Desde o último ataque realizado em uma escola de São Paulo, há duas semanas, a Cepe já identificou três reais ameaças em instituições de ensino capixabas. “Eu não estou falando para causar pânico ou temor, pelo contrário, é para nós refletirmos que o problema está posto e nós precisamos discutir cada vez mais, para chegarmos a medidas mais protetivas, garantir pelo menos a proteção”, ressaltou.
Alguns sinais de futuras agressões são comuns em praticamente todos os casos, nos últimos 25 anos, seja nos Estados Unidos ou no Brasil, salientou o Capitão Eliandro durante a reunião. “Todos os casos têm sinais aparentes antes de acontecer. Pelo menos oito vezes, no mínimo, o indivíduo que praticou o atentado deixou explícito de alguma forma que ia promover. Pelo menos uma pessoa sabia, isso são dados estatísticos de todos os eventos”, explicou.
Sobre as diversas medidas que sempre são apontadas para prevenir que novos ataques ocorram – portas giratórias com detectores de metal, alarmes e botão do pânico, câmeras com inteligência artificial –, ele explicou que nenhuma dessas ações, por si só, garante uma segurança efetiva aos estabelecimentos.

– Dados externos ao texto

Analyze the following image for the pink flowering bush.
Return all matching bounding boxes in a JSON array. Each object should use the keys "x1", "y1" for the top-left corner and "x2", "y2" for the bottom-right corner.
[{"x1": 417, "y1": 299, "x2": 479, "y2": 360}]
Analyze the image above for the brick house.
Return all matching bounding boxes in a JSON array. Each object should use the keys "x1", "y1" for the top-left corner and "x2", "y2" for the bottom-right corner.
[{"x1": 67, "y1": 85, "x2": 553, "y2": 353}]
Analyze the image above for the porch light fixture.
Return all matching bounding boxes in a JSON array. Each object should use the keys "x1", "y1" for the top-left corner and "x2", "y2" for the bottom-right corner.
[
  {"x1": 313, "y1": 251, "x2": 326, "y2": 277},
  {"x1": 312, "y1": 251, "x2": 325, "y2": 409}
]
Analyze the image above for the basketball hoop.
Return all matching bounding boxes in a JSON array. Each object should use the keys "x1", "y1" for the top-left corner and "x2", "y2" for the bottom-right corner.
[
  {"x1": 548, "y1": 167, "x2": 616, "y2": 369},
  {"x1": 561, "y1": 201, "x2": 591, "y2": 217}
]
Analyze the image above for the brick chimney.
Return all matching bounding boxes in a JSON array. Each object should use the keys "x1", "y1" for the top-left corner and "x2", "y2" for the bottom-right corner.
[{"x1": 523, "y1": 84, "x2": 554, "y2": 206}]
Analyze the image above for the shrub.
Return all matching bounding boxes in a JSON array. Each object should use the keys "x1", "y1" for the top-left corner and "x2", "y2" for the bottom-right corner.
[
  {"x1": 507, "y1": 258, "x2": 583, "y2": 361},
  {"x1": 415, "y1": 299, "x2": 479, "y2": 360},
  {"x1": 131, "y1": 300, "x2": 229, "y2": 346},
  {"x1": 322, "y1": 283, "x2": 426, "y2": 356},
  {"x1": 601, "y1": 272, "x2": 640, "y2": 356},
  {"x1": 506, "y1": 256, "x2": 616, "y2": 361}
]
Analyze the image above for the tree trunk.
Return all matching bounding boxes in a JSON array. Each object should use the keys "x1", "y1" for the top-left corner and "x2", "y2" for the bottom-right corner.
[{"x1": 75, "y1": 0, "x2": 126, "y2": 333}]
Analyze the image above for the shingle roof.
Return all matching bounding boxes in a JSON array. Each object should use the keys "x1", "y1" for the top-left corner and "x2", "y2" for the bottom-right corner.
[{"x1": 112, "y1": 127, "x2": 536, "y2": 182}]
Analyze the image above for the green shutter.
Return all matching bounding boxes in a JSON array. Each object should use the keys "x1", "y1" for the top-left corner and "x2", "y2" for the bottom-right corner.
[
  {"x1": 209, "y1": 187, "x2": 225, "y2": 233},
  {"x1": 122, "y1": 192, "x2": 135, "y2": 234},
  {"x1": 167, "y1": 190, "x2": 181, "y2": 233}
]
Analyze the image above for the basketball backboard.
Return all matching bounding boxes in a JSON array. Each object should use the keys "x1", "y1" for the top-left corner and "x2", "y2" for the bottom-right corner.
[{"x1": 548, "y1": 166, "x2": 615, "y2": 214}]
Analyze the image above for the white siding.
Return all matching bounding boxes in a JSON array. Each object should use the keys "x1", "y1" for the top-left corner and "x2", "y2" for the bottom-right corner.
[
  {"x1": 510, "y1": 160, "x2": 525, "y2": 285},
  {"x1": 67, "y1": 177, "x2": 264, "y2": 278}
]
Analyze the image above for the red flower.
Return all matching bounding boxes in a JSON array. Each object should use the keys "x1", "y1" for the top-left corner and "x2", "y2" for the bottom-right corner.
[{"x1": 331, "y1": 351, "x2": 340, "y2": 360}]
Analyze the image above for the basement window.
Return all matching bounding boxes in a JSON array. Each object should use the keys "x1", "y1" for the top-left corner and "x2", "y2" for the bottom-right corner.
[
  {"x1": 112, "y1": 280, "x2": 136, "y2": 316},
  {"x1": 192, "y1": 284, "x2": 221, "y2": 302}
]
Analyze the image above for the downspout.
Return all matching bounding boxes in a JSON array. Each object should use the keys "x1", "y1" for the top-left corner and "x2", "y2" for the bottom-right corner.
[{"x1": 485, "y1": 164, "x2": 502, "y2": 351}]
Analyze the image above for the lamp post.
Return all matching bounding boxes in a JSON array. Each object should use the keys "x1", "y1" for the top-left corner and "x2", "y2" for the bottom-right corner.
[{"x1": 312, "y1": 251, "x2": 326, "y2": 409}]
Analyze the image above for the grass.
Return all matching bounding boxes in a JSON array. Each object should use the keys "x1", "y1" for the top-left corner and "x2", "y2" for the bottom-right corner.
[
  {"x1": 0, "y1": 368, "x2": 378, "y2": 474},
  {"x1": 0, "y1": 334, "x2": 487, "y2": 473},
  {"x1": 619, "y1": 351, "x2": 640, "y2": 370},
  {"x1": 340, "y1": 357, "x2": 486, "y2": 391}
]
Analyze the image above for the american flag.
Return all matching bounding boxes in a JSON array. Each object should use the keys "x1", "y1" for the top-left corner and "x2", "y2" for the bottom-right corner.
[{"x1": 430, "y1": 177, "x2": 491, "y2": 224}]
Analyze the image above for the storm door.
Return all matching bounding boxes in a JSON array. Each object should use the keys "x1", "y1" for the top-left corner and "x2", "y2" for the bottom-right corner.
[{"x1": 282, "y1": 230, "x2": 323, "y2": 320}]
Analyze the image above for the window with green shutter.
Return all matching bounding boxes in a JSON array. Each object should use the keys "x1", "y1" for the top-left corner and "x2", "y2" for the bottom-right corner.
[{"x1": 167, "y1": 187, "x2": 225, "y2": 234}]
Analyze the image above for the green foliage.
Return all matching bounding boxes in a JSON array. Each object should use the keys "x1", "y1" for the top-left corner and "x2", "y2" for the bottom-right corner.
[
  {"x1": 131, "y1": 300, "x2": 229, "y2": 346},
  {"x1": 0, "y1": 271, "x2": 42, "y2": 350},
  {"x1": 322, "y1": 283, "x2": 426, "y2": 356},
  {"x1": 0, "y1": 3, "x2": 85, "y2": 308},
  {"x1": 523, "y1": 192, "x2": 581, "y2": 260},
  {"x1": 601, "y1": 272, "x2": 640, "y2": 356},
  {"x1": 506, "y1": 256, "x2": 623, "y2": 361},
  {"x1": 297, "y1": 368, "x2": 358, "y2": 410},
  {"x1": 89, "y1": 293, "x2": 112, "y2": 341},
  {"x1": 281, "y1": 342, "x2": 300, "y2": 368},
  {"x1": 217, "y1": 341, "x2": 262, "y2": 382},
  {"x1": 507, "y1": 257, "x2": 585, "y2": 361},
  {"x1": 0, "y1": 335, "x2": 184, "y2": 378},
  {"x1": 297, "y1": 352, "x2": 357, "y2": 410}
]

“Nada disso irá funcionar se a equipe que está dentro da escola não estiver devidamente capacitada para entender essas ferramentas. Não adianta eu ter um botão do pânico, por exemplo, que vai conceder celeridade ao acionamento, se a resposta desse acionamento não for tão célere quanto o botão. (…) De que adianta eu botar uma porta giratória ou detector de metal na entrada de um estabelecimento, se o que cerca aquele estabelecimento de ensino são muros baixos ou cercas?”, questionou.
A promotora de Justiça Moema Ferreira Giuberti, do Ministério Público Estadual (MPES), defendeu a tese de que é preciso compreender os processos e a forma como as relações pessoais se desenvolvem nos dias de hoje, antes de adotar medidas de prevenção nas escolas.
“É importante que a gente coloque as polícias, as forças de seguranças nas escolas, mas, acima de tudo, é necessário que nós entendamos o processo de violência nas escolas. E a gente vai conseguir entender esse processo, quando nós adotarmos um processo de audição para com esses menores e jovens. Numa sociedade em que nós vivemos hoje no ciberespaço, não podemos mais pensar de forma analógica, temos que pensar de forma tecnológica”, ponderou.